Each factor supports entry of a default judgment against the Wenzes.
 
2. Motion to Compel and Attorney's Fees Award
In light of the recommendation of entry of default judgment, the remaining discovery issues raised in West Shore's motion to compel are moot. And given the recommendation of default, the court finds that granting West Shore's request for attorney's fees would be unjust. Should the district court decline to enter a default judgment against the Wenzes it should, in the alternative, grant West Shore's motion to compel and request for attorney's fees.
 
III. Conclusion
For the reasons stated above, the district court should grant West Shore's motion and grant a default judgment against Neil Wenz, Jacqueline Wenz, and East Coast Shower and Bath, LLC.
 
The Clerk of Court must serve a copy of this Memorandum and Recommendation (“M&R”) on each party who has appeared in this action.
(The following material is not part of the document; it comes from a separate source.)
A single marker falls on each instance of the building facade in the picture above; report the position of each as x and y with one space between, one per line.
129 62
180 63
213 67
Any party may file a written objection to the M&R within 14 days from the date the Clerk serves it on them. The objection must specifically note the portion of the M&R that the party objects to and the reasons for their objection. Any other party may respond to the objection within 14 days from the date the objecting party serves it on them. The district judge will review the objection and make their own determination about the matter that is the subject of the objection. If a party does not file a timely written objection, the party will have forfeited their ability to have the M&R (or a later decision based on the M&R) reviewed by the Court of Appeals.

Footnotes
Interrogatory #2 asked them to “[i]dentify all email accounts ... used to conduct ECSB business at any time between September 4, 2020 and the present.” ECSB's Resp. to Pl.'s Interrog. No. 2, D.E. 65-7 at 3.